Question

when i have something like: f(x) = |x^2-x| what does it mean?

Answer 1

this is the absolute value symbol. What does the directions ask of you?

Answer 2

it means that the y value of the ordered pair is x^2-x and that the answer will be 0 or positive.

Answer 3

well it's asking me to find the derivative of that function above. so i'm think there are more than 1 derivatives to find. for instance derivative of f(x) when x >= 0 an derivative when x <0 but i'm not so sure

Answer 4

you could write it as
for x≥ 1 f(x)= x^2-x
for 0≤x ≤1 f(x)= x-x^2

for x ≤ 0 f(x)= x^2+x

if I did that correctly...

Answer 5

for x <0 x^2-x is much better

Answer 6

Remember, the definition of |x| is:

|x| = x, if x >= 0
|x| = -x, if x < 0.

So: f(x) = |x^2-x| means:

f(x)= x² - x, if x² - x >= 0
f(x)= -x² + x, if x² - x <0

So, to know which of the two formulas applies for certain values of x, you will have to solve x² - x = 0.
It has two (simple to find) solutions.
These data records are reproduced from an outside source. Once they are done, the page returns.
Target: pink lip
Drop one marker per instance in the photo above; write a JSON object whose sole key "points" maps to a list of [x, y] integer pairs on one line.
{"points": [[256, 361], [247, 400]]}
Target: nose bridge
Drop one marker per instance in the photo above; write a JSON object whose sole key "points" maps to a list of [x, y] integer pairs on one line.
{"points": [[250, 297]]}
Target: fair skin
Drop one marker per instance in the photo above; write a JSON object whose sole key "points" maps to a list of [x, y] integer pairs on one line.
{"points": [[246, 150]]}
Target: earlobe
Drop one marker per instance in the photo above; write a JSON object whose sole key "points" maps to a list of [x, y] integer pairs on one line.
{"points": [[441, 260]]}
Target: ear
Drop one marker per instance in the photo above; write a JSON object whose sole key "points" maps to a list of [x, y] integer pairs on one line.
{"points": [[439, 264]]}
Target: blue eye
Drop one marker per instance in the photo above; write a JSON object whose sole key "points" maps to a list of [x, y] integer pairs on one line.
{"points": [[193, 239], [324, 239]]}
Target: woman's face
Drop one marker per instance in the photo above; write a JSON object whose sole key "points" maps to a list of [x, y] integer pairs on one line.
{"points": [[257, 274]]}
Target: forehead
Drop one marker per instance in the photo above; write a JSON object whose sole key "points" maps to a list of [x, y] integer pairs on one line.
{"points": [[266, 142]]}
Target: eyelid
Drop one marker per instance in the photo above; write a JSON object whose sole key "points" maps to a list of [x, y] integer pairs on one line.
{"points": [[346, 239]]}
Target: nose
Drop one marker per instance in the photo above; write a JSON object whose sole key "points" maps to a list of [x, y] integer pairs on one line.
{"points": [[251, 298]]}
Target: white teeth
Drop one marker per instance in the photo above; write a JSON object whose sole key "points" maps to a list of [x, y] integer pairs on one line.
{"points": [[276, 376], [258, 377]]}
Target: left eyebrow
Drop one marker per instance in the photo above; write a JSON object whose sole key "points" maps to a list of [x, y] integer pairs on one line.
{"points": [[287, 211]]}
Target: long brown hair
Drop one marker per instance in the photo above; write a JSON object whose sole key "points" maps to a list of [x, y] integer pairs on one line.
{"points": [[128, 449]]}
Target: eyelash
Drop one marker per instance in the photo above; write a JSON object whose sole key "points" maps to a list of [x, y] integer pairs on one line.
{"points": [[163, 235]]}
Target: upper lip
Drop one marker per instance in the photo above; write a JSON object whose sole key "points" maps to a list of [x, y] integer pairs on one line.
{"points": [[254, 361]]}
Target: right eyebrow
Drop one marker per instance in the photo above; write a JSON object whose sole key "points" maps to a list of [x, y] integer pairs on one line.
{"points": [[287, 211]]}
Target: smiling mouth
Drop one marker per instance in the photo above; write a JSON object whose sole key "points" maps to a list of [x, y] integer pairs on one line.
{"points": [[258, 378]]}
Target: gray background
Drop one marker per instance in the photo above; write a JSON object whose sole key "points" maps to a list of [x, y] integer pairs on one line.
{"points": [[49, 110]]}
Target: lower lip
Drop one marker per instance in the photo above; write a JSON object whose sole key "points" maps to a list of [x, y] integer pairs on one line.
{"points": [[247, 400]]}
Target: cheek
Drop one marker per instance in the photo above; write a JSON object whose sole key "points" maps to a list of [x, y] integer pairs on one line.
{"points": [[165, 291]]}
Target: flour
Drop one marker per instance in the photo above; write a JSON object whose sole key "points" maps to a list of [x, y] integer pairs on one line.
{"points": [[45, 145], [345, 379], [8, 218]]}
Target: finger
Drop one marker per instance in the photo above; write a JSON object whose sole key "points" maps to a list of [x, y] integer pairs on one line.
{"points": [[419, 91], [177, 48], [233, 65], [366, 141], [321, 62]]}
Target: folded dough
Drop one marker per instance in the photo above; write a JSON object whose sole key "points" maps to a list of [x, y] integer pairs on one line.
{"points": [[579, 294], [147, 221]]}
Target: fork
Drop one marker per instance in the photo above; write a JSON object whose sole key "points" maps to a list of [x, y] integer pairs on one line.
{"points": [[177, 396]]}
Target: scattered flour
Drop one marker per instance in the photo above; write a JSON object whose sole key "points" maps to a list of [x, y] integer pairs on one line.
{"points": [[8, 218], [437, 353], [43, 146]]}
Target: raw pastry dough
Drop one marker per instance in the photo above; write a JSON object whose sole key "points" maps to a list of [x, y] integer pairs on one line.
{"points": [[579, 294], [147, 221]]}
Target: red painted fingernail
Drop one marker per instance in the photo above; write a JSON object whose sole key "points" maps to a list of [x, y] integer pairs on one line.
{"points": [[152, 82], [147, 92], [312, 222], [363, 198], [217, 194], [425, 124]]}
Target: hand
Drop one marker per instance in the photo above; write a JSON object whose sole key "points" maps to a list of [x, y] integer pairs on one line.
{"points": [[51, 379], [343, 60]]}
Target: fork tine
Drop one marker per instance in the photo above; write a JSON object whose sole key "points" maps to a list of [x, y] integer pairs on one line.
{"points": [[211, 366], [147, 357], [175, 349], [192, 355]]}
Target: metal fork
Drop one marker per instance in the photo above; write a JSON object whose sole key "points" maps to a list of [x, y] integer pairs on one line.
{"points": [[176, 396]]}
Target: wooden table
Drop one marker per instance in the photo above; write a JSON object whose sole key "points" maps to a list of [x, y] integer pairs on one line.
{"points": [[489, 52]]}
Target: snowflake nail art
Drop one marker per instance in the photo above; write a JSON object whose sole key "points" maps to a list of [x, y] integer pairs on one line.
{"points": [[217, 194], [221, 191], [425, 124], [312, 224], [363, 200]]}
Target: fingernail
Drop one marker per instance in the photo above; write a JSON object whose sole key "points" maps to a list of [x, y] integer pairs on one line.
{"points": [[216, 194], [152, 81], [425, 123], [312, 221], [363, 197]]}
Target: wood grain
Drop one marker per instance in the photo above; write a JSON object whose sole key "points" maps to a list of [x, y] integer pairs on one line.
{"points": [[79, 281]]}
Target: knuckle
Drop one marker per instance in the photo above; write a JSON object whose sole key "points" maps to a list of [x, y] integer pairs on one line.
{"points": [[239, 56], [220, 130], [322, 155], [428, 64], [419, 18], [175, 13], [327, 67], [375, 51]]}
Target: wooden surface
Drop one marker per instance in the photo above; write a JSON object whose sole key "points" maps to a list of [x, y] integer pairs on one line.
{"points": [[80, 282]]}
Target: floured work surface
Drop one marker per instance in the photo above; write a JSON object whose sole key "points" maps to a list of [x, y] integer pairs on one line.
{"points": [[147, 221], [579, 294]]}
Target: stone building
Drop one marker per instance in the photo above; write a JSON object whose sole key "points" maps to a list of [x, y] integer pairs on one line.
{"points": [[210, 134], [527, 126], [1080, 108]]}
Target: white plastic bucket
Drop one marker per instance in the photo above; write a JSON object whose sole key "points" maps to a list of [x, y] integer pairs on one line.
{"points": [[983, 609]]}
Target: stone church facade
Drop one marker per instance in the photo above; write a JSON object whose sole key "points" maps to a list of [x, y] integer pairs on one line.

Put them on a number line and then make a sign scheme of x² - x. Then you know which of the two formulas applies where...

Answer 7

well i have this: http://www.sosmath.com/calculus/diff/der13/img5.gif which i don't understand at all! how the get the if's and how they change the signs.

Answer 8

if x > 1 then x^2 is bigger than x and x^2-x is positive | positive #| is just the #
if x between 0 and 1 x^2 is less than x and x^2 -x is negative
the absolute value operation changes this to positive: you could say it multiplies by -1:
-(x^2-x)

Answer 9

The sign scheme is (see image).

So for 0 < x < 1 you have:
f(x) = -(x² - x) = -x² + x (because x²-x is negative there)

for x <=0 and for x >=1 you have:
f(x) = x² - x (because x² - x is positive there, so you just remove the |..| )